Un decreto ad personam (o meglio contra personam) che non soddisfa nessuna delle condizioni previste dalla normativa europea per impedire la coltivazione di un Ogm già autorizzato in sede europea. Fa invece riferimento, per negare l’autorizzazione, ad aspetti di coesistenza, che come già ricordato nella sentenza del consiglio di stato, non costituiscono un motivo valido per vietare l’autorizzazione. In più il decreto non è stato inoltrato alla Commissione Europea, forse per evitare una bocciatura immediata, e una figuraccia, visto che è palesemente in contrasto con la normativa europea.
Ora il ginepraio legale è questo: il decreto “ad personam” ha negato l’autorizzazione all’azienda di Silvano Dalla Libera, ma non a Giorgio Fidenato che, forte della sentenza del Consiglio di Stato, ritiene in suo diritto seminare un mais già regolarmente approvato nell’Unione Europea. Vedremo come evolverà la faccenda nei prossimi mesi. La Commissione Europea presenterà una nuova proposta di regolamentazione degli Ogm nei prossimi mesi che potrà cambiare la cornice giuridica, ma per ora le regole sono queste.

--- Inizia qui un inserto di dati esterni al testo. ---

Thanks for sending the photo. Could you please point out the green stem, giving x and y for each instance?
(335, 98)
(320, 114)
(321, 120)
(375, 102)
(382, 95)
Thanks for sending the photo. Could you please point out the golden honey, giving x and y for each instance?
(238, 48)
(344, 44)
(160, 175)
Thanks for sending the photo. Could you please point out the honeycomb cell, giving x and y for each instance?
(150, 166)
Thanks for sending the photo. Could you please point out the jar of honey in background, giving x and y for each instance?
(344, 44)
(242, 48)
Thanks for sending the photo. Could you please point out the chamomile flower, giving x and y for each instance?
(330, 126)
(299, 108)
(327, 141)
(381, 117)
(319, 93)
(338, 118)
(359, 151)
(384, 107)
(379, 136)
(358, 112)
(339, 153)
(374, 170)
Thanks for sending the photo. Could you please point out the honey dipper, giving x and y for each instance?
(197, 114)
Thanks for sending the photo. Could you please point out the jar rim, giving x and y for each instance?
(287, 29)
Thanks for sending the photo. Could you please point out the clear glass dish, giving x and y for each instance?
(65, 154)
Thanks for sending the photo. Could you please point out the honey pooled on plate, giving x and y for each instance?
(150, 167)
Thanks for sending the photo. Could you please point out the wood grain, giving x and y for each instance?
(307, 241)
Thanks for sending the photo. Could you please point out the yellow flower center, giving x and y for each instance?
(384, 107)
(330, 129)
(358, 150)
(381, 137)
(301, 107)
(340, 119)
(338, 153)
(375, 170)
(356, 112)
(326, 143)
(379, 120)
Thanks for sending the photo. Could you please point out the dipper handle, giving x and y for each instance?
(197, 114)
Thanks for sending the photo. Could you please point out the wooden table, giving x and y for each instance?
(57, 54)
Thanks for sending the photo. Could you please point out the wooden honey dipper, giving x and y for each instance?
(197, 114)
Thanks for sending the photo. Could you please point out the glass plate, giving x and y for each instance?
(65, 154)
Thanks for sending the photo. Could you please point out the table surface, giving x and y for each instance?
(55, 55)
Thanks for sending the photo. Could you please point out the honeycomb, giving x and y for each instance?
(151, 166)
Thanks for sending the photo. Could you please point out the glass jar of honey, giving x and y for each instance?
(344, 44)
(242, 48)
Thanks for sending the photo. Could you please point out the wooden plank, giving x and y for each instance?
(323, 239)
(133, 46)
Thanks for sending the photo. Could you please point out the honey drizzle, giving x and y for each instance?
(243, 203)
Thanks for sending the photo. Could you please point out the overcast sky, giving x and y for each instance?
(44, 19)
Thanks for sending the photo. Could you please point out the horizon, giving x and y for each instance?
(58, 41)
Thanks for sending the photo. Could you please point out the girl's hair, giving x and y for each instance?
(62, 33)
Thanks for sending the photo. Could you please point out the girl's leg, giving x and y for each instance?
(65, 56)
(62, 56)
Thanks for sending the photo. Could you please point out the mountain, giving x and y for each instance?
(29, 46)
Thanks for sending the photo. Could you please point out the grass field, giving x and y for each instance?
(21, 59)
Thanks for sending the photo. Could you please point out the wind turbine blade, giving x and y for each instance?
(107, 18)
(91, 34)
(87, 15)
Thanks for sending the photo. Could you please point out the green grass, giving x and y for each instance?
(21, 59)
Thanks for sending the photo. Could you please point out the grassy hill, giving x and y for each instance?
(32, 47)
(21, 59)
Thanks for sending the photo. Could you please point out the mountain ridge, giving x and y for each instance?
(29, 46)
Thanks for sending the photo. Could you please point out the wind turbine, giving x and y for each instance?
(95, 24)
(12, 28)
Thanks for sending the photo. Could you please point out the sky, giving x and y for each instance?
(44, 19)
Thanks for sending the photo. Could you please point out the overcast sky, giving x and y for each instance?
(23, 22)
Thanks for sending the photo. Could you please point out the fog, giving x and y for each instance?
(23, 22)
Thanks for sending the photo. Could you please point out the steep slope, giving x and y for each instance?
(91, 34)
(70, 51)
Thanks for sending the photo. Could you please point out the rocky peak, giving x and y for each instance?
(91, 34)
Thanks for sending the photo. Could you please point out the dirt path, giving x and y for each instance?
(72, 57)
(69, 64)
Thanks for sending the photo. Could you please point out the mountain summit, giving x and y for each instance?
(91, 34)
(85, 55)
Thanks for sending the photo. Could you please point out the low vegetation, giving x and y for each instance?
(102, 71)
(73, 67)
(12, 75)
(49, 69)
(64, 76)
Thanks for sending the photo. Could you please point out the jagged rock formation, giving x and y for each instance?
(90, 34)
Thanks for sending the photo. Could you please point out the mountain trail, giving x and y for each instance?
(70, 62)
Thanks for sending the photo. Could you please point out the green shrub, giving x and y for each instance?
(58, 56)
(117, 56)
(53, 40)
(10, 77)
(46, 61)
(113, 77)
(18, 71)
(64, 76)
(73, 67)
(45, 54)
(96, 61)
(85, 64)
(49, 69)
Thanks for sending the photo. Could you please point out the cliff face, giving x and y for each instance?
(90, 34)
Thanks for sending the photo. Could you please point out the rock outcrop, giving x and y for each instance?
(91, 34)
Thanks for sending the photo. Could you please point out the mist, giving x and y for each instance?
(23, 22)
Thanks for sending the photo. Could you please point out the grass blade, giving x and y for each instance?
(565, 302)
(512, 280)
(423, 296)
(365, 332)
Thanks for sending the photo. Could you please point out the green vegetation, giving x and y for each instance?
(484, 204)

Una cosa è certa: chi parla di legalità dovrebbe, quanto meno, conoscere le leggi. Quelle dell’Europa di cui, volenti o nolenti, facciamo parte e siamo tenuti a rispettare, anche se non piacciono. E’ triste constatare che a parole sono tutti europeisti e paladini della legalità, salvo poi scoprire a posteriori (sia che si tratti di frittura di pesciolini, di età pensionabile per le donne o di Ogm) che le regole che ci sono (e che sono decise a Bruxelles spesso nella totale assenza di rappresentanti italiani) non ci piacciono. Troppo comodo così.